Nevertheless, the latest fierce battle near the mountain village of Gimri in Dagestan clearly demonstrated that the Russian troops are still unable to fight in the mountains, even against small rebel groups. On January 2, a police special-task unit was ambushed near Gimri. Additional troops immediately dispatched to the area also met strong resistance. After three days of shelling and bombing a gorge near the village, the Special Forces moved into the mountains but they only found an empty dugout with no rebels dead or alive. A group numbering between eight and 30 gunmen, according to different sources, had already left the area.

In addition to technical problems of fighting against a mountain-based insurgency, the Russian authorities are simply unable to do anything to stop youth from flooding into the ranks of the rebels. Today widespread and powerful insurgency cells exist even in such relatively peaceful regions as Adygeya (Krasnodar Krai), Karachaevo-Cherkessia, and North Ossetia.

In his latest interview, Shamil Basaev, the Chechen warlord and the commander of all Caucasian rebel forces, described the inability of the authorities to stop the expansion of the war from Chechnya to other regions as a “strategic victory” for the insurgency (Kavkaz-center, January 9). “Even if we had lost all mujahideen who took part in the Nalchik raid, this would have been our victory,” Basaev declared. He meant that the very fact that the militants could organize such a large-scale attack 200 miles away from Chechnya is itself a great success and shows how poorly Moscow controls the North Caucasus.

Basaev does not hide the fact that the expanding war is the result of a well-calculated policy. Basaev said that this strategy had been approved by a grand council meeting of field commanders that took place in Chechnya in 2002. He said that when he visited Kabardino-Balkaria two years ago, his calls for armed struggle were ignored by local Muslims, but last spring the Muslims, angered by the authorities’ repressive policies, deliberately sought him.

Now Basaev is trying to strengthen the North Caucasus insurgency structure by traveling around the Caucasus. The warlord claims that last year he had meetings with local rebel leaders in Nalchik, Cherkessk (the capital of Karachaevo-Cherkessia), North Ossetia, and Ingushetia.
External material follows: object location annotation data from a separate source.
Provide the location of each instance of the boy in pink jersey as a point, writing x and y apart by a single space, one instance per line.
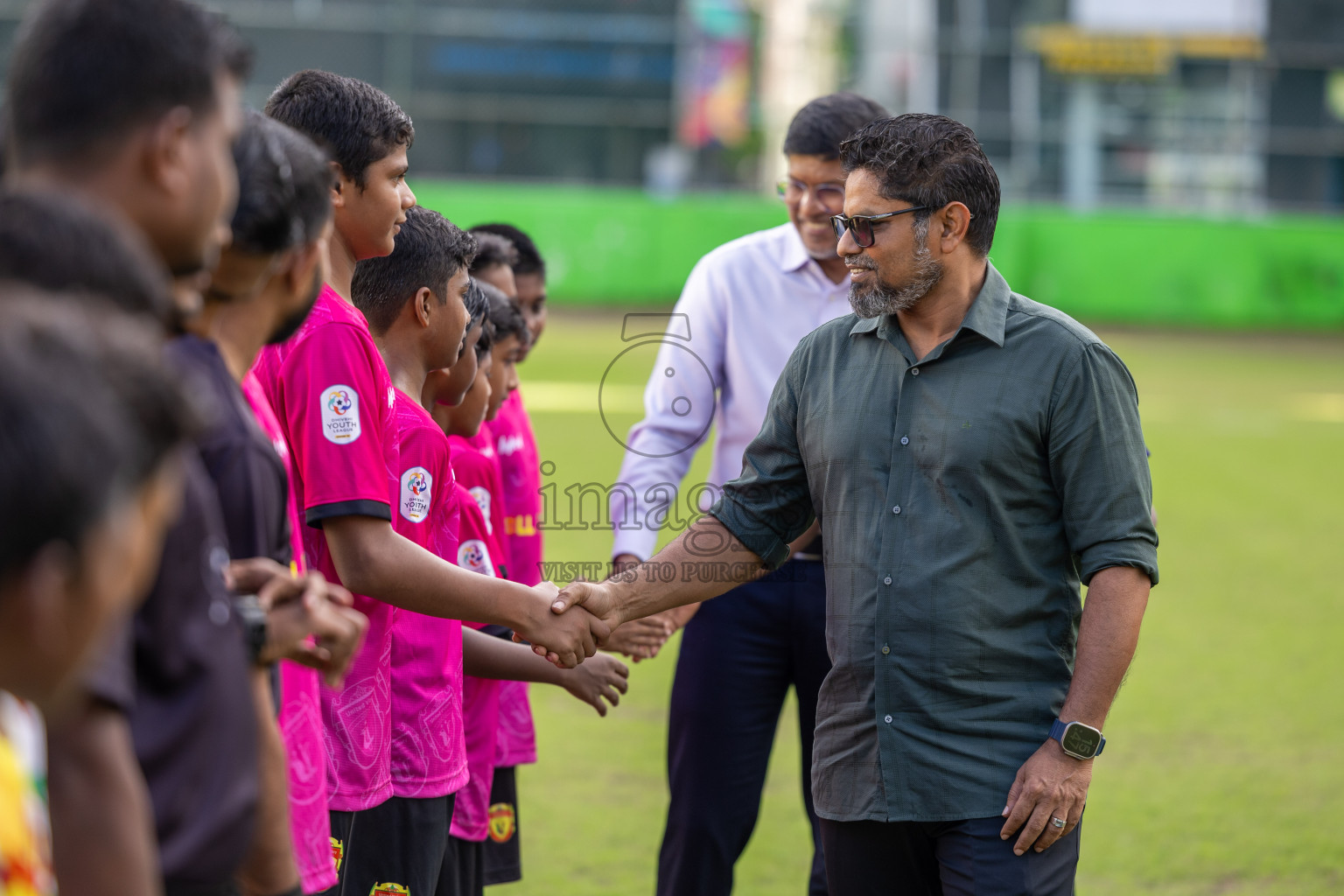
333 396
479 820
516 740
261 290
413 300
512 430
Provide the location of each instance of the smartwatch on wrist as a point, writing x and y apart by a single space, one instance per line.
1077 739
255 625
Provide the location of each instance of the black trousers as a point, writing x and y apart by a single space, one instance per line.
739 655
942 858
401 843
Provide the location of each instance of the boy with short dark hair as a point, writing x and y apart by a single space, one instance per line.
514 451
414 303
261 293
335 398
480 820
495 262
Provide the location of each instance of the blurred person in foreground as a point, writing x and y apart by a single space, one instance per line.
80 540
749 303
975 458
135 107
260 294
414 301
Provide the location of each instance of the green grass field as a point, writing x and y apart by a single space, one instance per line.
1225 771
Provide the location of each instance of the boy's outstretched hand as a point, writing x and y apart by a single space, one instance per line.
566 640
602 676
640 639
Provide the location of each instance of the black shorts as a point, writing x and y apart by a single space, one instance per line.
463 871
503 853
396 846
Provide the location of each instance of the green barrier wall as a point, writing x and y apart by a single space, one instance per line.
622 248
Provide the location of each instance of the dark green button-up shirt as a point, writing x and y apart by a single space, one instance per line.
962 499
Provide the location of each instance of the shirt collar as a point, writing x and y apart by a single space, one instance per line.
987 316
990 312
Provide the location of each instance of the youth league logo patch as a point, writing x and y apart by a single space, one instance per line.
473 555
483 500
340 414
416 494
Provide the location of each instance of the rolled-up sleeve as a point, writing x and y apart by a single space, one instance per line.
1100 466
769 504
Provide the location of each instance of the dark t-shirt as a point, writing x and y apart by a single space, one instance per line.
183 682
250 477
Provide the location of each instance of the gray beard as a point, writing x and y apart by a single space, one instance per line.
877 298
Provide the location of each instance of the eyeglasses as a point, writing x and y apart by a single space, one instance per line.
830 196
862 225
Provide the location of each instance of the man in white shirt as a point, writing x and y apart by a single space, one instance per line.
747 304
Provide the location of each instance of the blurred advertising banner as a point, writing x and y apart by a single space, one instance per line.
714 74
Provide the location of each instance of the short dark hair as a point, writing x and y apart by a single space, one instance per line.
55 241
428 251
929 160
284 187
74 376
504 316
355 121
819 128
85 73
479 311
492 250
528 256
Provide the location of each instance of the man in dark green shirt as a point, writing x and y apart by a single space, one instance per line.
973 457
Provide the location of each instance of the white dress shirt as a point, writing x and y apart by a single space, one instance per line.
749 303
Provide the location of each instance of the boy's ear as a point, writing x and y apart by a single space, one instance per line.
339 185
164 152
424 303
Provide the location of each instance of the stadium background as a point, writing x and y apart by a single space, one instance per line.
1173 176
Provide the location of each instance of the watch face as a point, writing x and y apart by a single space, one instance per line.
1081 740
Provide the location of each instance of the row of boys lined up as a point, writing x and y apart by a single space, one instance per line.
330 367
There is so much evidence of the increasing strength of the Caucasian insurgency under Basaev’s command that the Kremlin finally had to recognize this development. “Extremist and terrorist groups operate now in all regions of the Southern Federal District, including Stavropol, Astrakhan, and Volgograd Oblast, and Shamil Basaev is at the head of this criminal organization,” Nikolai Shepel, a Russian deputy general prosecutor, conceded this week (Izvestiya, January 9).

The statements from Topchy and Shepel reveal how deeply worried the Kremlin is about the situation in the North Caucasus. However, the Russian government still hopes to solve the problem by deploying more and more specially trained troops. Negotiations are not on the agenda.